Since we are all, mostly, products of our environment and the cyclical events of history, we all look at the world through that lens and, unless you have the right optician, you can have a hard time seeing what’s in front of you. Plus, we all change as we get older so, in many ways, generational stereotyping is stupid.
Here is how I have changed my lens prescription:
- Make it personal. Link learning to experience.
- Embrace technologies, but don’t let technologies get in the way of learning. Hey! Stop checking your cell phone while you are reading this. You will learn more if you take notes by hand and it shows respect for the instructor.
- Prune to fit. Limited attention spans means you have to hit the high points and list them in 2 minutes, like what I’m doing in this post.
- Practice what you teach. You just can’t fool those folks and they will see through your hierarchical facade. In fact, those that do really do teach and students really like a view of your real world and making connections to working domain experts so they can get jobs.

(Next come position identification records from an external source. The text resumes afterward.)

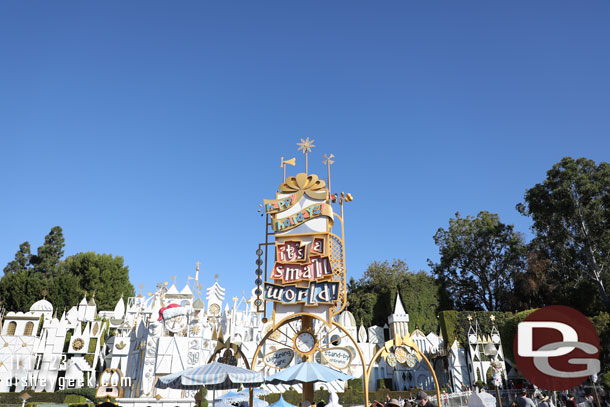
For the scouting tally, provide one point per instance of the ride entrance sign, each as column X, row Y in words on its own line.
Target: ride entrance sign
column 304, row 276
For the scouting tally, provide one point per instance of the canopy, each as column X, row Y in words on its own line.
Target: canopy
column 481, row 399
column 307, row 372
column 213, row 376
column 258, row 403
column 282, row 403
column 233, row 396
column 257, row 392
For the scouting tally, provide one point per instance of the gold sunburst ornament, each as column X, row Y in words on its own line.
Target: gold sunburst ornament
column 305, row 146
column 305, row 343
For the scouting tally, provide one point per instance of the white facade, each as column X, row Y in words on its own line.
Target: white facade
column 171, row 330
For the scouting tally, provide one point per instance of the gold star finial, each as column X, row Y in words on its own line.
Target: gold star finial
column 305, row 146
column 328, row 161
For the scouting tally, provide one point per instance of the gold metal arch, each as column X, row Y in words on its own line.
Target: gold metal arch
column 300, row 315
column 406, row 341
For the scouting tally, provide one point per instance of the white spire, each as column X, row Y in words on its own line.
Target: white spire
column 399, row 309
column 119, row 309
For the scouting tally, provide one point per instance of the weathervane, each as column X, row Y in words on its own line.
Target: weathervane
column 328, row 161
column 291, row 162
column 305, row 146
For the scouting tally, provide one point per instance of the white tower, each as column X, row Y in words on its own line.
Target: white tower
column 399, row 320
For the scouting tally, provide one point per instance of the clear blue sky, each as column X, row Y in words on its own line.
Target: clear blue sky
column 153, row 129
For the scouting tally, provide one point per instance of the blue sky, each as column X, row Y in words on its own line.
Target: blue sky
column 153, row 129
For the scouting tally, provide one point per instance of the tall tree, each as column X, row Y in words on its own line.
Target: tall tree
column 50, row 253
column 479, row 259
column 571, row 214
column 102, row 274
column 372, row 298
column 22, row 260
column 20, row 287
column 65, row 281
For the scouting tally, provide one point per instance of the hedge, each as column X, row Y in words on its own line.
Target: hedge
column 13, row 397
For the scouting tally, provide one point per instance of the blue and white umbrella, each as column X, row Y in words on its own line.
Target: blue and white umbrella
column 214, row 376
column 307, row 372
column 257, row 392
column 233, row 396
column 282, row 403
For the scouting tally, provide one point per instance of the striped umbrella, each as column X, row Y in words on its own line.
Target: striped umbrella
column 233, row 396
column 282, row 403
column 257, row 392
column 307, row 372
column 214, row 376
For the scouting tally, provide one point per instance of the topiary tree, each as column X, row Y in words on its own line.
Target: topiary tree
column 200, row 397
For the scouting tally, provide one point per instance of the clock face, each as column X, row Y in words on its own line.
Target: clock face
column 401, row 354
column 78, row 344
column 176, row 324
column 411, row 360
column 391, row 360
column 214, row 309
column 304, row 342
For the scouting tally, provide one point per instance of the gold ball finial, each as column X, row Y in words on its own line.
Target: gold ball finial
column 306, row 145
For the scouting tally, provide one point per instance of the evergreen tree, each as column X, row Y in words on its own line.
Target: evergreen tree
column 479, row 261
column 373, row 297
column 50, row 253
column 571, row 214
column 102, row 274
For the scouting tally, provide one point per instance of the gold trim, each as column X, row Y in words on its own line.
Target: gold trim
column 329, row 324
column 306, row 355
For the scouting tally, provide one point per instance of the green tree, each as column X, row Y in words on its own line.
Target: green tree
column 20, row 286
column 372, row 298
column 19, row 290
column 50, row 253
column 571, row 214
column 479, row 260
column 22, row 259
column 102, row 274
column 28, row 276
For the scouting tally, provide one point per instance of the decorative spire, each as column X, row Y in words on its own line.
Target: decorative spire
column 292, row 162
column 305, row 146
column 328, row 161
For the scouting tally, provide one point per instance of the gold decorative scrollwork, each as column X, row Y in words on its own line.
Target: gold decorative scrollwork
column 309, row 184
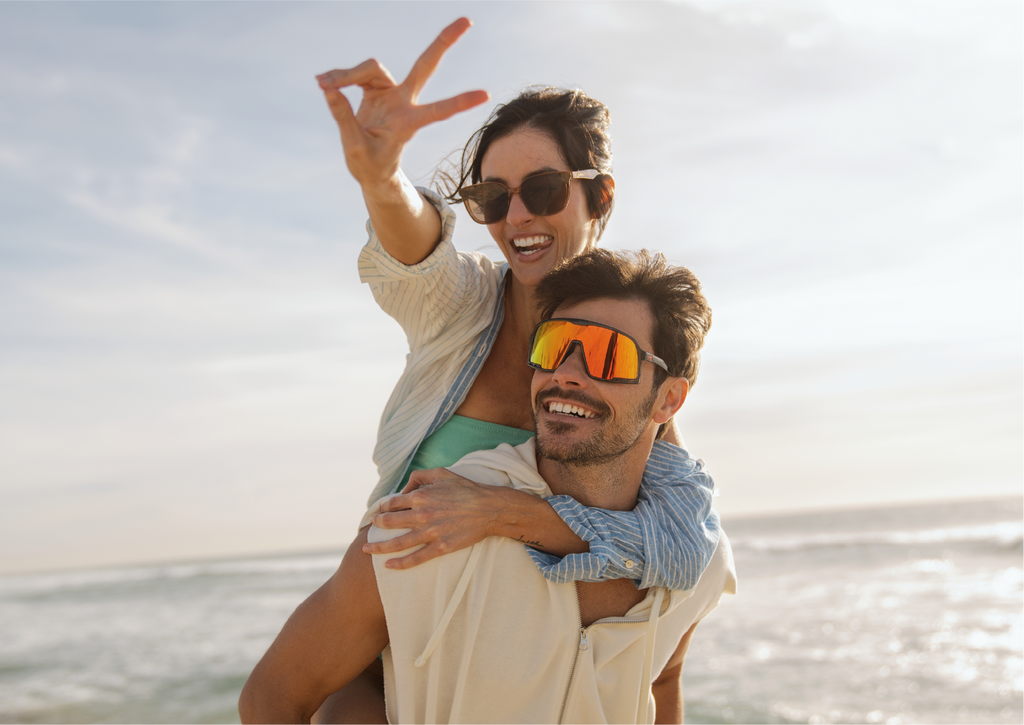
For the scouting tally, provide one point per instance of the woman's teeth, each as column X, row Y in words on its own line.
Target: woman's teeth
column 523, row 244
column 569, row 410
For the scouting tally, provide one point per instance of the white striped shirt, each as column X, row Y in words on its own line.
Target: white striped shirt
column 451, row 307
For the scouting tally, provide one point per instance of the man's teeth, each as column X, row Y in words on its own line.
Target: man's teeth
column 568, row 410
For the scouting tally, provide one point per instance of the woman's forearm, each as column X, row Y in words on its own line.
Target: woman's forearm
column 532, row 521
column 407, row 224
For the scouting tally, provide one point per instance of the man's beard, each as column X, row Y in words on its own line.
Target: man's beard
column 604, row 444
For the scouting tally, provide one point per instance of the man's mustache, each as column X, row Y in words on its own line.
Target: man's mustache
column 572, row 395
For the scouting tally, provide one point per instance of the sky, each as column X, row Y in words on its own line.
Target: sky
column 189, row 367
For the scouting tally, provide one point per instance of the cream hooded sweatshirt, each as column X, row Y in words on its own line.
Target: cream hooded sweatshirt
column 480, row 636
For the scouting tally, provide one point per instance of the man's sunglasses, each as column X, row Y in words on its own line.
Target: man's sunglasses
column 544, row 195
column 609, row 354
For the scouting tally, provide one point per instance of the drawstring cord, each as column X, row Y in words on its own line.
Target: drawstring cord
column 648, row 663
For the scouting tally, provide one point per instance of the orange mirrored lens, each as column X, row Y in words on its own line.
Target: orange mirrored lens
column 609, row 354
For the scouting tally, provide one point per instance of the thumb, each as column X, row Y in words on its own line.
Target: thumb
column 342, row 112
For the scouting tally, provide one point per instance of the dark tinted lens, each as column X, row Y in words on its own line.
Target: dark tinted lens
column 486, row 203
column 546, row 194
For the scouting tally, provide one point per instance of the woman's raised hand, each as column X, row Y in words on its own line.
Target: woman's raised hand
column 375, row 136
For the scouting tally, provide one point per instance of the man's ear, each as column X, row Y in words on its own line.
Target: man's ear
column 670, row 399
column 606, row 193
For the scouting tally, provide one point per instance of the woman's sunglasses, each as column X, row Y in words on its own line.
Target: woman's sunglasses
column 609, row 354
column 544, row 195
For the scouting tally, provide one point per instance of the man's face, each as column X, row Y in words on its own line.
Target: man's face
column 608, row 418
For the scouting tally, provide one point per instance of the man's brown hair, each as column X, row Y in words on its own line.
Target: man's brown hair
column 682, row 316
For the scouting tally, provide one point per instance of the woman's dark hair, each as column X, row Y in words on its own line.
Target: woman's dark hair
column 577, row 123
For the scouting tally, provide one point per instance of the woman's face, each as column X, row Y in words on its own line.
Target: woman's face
column 532, row 244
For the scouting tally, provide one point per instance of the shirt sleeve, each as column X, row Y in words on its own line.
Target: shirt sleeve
column 429, row 297
column 667, row 541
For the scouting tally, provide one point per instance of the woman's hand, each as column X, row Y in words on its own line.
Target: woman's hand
column 445, row 511
column 448, row 512
column 388, row 117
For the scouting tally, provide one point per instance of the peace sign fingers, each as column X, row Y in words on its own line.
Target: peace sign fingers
column 426, row 65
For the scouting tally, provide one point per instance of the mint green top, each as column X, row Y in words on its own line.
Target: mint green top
column 459, row 436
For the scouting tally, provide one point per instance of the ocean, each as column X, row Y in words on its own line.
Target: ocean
column 904, row 614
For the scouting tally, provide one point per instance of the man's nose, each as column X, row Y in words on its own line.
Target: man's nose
column 572, row 369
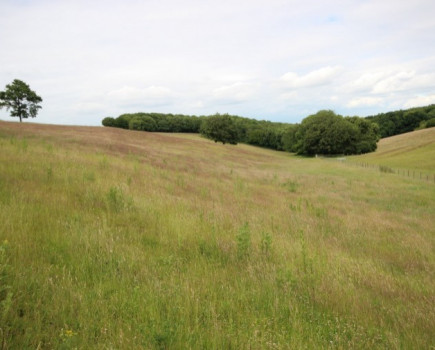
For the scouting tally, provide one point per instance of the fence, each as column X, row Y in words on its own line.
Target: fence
column 414, row 174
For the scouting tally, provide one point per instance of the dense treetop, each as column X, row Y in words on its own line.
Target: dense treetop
column 322, row 133
column 20, row 99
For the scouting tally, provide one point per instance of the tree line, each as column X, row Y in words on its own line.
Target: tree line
column 324, row 132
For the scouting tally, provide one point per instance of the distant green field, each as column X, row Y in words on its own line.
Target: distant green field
column 115, row 239
column 413, row 151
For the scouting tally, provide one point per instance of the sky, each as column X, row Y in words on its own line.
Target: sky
column 278, row 60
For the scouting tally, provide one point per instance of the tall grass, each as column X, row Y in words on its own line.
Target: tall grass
column 120, row 239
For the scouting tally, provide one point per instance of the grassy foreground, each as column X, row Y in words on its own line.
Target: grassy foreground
column 114, row 239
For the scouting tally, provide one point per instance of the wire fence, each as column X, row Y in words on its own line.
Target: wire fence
column 413, row 174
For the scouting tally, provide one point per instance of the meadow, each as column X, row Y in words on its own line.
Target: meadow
column 118, row 239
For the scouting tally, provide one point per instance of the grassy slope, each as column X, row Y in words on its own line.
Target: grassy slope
column 122, row 239
column 413, row 151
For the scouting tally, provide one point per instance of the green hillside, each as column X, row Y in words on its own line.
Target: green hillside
column 118, row 239
column 413, row 151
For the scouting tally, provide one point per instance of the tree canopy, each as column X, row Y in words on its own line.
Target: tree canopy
column 220, row 128
column 20, row 99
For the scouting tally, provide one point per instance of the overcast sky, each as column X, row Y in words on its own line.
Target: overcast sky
column 279, row 60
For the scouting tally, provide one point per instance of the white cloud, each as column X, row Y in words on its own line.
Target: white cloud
column 420, row 101
column 364, row 102
column 319, row 77
column 202, row 56
column 235, row 93
column 132, row 94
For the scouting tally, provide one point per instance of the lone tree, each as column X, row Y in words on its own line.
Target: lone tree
column 22, row 101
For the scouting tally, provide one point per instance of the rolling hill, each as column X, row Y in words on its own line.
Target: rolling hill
column 112, row 238
column 414, row 150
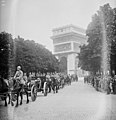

- Be social. The org chart these days looks more like a network
- Demand the same respect for your outlook the same way others demand you value theirs. Play nice together
- Use immediate access to information to your advantage. Why memorize anything when it’s at the tip of your thumbs on your mobile device? Move from recall to interpretation to problem solving to wicked problems that have no real solutions. Flip the classroom and use the lectures as the start, not the end.
- Encourage creativity and drive out fear
- Learn to engage using educational technologies that improve learning like reflective questions, hierarchical learning, role playing, video and gamification and team based learning.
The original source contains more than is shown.